Funding Increase for British Olympic Sailing
Published on December 9th, 2016
(December 9, 2016) – UK Sport has announced its investment in Olympic and Paralympic sports for Tokyo 2020. A total of £345m will be provided to 31 Olympic and Paralympic sports – £2m less than the record £347m allocated for the Rio Games.
Sailing will receive £26,231,379 for the Olympic events, an increase from £25,504,055 for Rio 2016. Only Rowing (£32,111,157) and Athletics (£27,136,245) will receive more than Sailing to prepare for the 2020 Olympics.
RYA response to UK Sport funding announcement:
The RYA has welcomed today’s UK Sport funding announcement for sailing, which will underpin the sport’s World Class Programme for the 2017-2020 Olympic cycle.
As a multi medal-winning sport for the fifth consecutive Games and top nation at the Rio 2016 Olympic sailing competition, the sport has been granted ‘Band 1’ status and £26.231 million to support its performance efforts towards Tokyo 2020.
“We’re proud that sailing once again delivered against its medal targets and contributed towards a hugely successful British performance at Rio 2016 which captivated the nation and inspired a new wave of aspiring young athletes and sailors,” said RYA Performance Director John Derbyshire.
“Clearly such a strong British team performance across the board and a difficult economic climate have posed some challenges and necessitated tough decisions for UK Sport.
“We are grateful to the UK Sport Board for the continued commitment they have shown to the RYA’s World Class Programme as a conscientious and successful beneficiary of both government and National Lottery funds.”
With sailing not currently on the Paralympic Games programme for Tokyo 2020, the sport is not eligible to receive a World Class Programme Paralympic funding award.
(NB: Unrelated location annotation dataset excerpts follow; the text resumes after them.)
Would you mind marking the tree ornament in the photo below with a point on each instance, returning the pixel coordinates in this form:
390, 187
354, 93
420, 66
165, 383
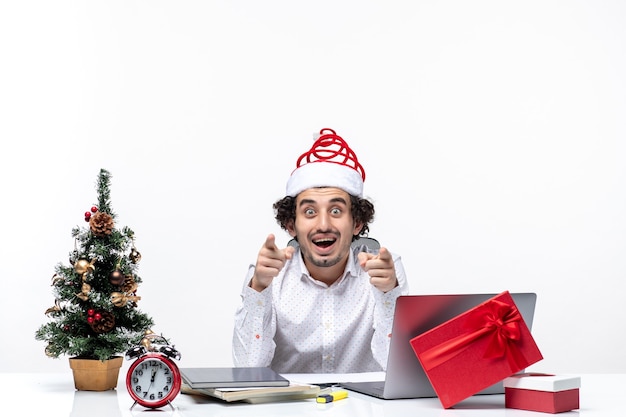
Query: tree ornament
102, 322
120, 299
101, 224
134, 256
83, 266
116, 278
130, 285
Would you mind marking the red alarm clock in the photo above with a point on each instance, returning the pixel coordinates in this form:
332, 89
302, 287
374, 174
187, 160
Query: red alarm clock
153, 380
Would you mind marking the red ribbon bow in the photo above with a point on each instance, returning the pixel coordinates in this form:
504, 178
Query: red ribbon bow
498, 321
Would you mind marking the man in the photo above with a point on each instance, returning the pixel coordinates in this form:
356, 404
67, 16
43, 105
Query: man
320, 306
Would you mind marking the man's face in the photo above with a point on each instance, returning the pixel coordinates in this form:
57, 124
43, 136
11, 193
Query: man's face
324, 226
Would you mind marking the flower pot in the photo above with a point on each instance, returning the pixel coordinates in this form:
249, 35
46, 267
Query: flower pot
94, 374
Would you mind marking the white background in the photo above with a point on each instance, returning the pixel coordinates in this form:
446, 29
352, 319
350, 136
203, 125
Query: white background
492, 133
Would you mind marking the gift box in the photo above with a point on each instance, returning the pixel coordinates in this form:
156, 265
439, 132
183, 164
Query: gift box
476, 349
542, 392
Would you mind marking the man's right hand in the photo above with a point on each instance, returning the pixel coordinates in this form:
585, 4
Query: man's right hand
270, 261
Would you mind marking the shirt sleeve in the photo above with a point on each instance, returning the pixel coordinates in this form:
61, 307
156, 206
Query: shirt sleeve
384, 309
255, 326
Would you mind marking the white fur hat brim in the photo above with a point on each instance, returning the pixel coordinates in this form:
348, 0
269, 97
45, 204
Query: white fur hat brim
325, 174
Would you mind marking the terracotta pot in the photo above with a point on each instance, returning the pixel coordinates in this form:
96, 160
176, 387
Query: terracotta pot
95, 375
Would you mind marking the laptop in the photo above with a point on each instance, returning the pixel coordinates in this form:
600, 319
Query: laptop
414, 315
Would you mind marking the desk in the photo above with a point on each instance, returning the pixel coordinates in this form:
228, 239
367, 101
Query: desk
51, 395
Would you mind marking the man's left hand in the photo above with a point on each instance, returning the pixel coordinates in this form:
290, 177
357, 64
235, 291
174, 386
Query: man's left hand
380, 268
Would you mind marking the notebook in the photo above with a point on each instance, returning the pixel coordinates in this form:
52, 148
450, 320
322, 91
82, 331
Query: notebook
245, 377
414, 315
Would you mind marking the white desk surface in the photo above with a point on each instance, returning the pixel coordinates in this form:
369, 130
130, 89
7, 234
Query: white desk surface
51, 395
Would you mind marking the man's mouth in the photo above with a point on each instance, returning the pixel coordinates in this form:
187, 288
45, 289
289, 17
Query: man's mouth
324, 243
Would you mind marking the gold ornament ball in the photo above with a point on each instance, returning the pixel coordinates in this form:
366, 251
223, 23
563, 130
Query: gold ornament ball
83, 266
117, 278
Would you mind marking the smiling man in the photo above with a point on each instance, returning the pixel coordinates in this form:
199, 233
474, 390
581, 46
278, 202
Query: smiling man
322, 306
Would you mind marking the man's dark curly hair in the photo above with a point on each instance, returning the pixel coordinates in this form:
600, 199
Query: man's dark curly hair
361, 208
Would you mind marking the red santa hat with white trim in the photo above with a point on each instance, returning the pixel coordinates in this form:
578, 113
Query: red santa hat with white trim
329, 163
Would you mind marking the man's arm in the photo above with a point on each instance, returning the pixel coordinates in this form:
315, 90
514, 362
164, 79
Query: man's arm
255, 326
383, 314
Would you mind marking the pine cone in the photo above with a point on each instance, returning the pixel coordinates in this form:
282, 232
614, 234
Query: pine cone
101, 224
105, 324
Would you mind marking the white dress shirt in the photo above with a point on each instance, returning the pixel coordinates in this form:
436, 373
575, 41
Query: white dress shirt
301, 325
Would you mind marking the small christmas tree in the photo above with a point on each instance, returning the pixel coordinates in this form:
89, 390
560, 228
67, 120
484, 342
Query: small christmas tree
95, 312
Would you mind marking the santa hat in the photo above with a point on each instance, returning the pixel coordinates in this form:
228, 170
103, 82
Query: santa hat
329, 163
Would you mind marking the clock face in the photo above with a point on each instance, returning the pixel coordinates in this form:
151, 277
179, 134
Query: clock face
153, 380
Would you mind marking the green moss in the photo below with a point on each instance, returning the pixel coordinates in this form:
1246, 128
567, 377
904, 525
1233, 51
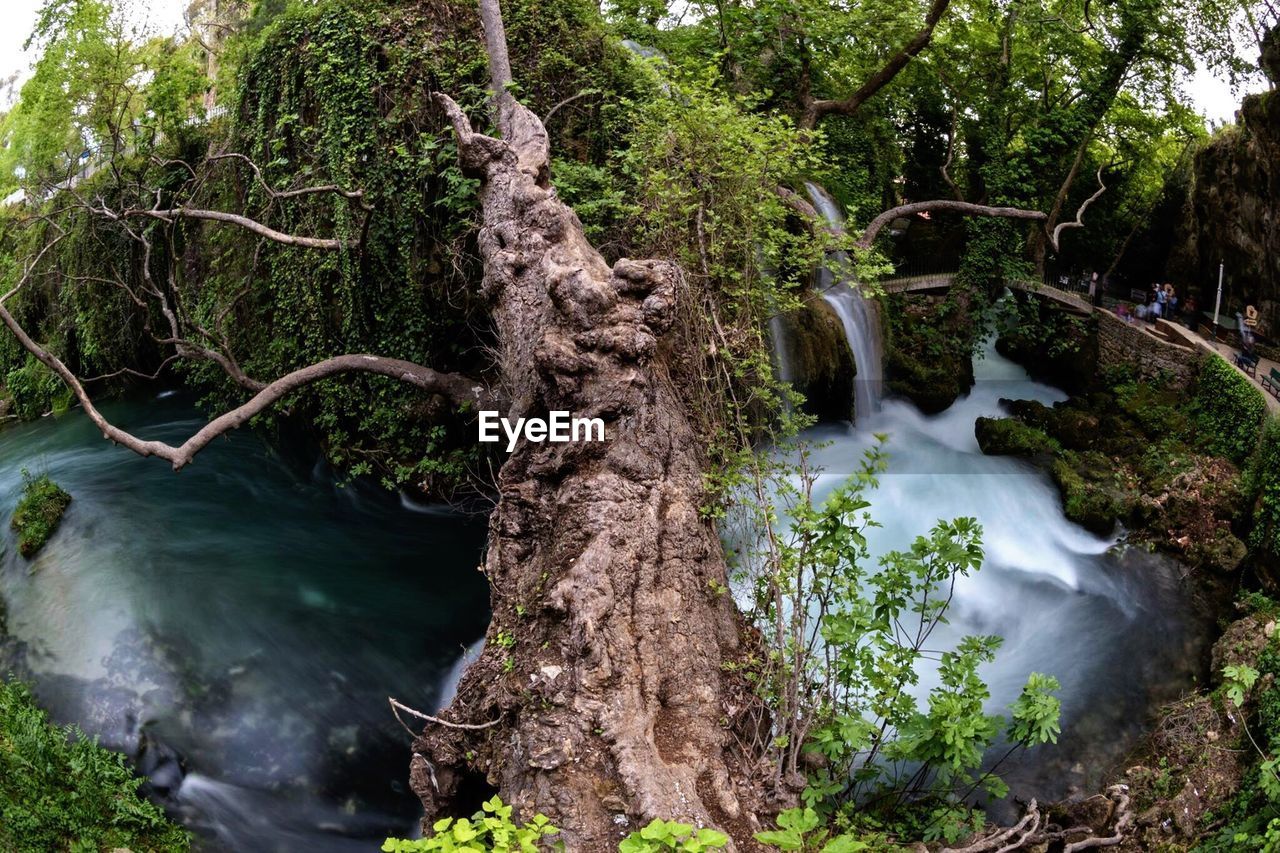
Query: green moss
1092, 493
39, 512
59, 790
1262, 487
928, 356
1011, 437
1226, 410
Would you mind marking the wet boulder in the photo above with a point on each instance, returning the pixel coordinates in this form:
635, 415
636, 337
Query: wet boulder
817, 361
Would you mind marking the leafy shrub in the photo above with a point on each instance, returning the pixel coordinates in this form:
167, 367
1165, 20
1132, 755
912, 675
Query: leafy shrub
841, 671
670, 835
1226, 410
39, 512
490, 830
1262, 484
35, 389
801, 829
59, 790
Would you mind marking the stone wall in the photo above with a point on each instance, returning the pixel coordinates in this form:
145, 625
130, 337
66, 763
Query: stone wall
1121, 343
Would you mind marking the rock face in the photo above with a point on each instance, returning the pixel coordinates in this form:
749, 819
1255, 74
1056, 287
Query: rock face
1233, 209
1123, 345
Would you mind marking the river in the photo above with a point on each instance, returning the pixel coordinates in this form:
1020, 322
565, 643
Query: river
237, 628
1112, 623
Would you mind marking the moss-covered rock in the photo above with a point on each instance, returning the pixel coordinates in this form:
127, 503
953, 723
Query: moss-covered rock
1011, 437
39, 512
60, 790
1095, 495
928, 359
819, 364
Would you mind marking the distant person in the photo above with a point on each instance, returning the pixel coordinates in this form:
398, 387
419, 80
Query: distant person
1191, 311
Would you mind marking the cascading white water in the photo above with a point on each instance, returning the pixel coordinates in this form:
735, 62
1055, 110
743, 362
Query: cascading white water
781, 357
1109, 623
859, 316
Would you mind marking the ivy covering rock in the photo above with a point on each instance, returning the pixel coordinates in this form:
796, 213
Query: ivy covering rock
40, 511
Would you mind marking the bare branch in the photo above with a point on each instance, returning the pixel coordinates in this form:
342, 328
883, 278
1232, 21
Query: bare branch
964, 208
1079, 214
470, 726
458, 388
816, 109
170, 214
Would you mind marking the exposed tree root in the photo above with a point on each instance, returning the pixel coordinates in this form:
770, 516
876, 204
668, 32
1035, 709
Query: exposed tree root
1034, 830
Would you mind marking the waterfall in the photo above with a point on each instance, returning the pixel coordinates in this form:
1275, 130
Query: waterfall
860, 316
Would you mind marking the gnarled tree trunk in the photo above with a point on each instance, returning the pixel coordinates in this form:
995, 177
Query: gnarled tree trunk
604, 671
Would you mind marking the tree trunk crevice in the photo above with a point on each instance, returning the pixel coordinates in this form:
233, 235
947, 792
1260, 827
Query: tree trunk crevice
612, 629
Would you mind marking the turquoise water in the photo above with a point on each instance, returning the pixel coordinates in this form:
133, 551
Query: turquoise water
238, 626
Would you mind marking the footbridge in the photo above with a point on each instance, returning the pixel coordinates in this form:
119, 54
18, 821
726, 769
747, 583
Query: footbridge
1077, 302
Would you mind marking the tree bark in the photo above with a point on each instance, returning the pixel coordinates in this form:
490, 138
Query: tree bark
606, 661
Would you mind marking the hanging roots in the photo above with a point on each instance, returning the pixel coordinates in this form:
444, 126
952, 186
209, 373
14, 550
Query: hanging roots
1036, 829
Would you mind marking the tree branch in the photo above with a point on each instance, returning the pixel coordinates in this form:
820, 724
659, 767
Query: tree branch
816, 109
170, 214
964, 208
456, 387
1079, 214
The RYA will, however, continue to invest strategically in racing at selected Sailability and regional High Performance Clubs with the aim of developing racing participation and supporting World Sailing towards having the sport reinstated for the 2024 cycle.
“The economic environment as we head towards 2020 is a challenging one, with increasing international competition, foreign exchange fluctuations and operating costs in Tokyo meaning we will have to work hard to maximise impact and medal return on our investment,” Derbyshire continued.
“There will be a continued need to co-fund and source additional income streams in support of our programmes, but today’s decision is very welcome and means we can now move forward into the new cycle with clarity and confidence in our plans.”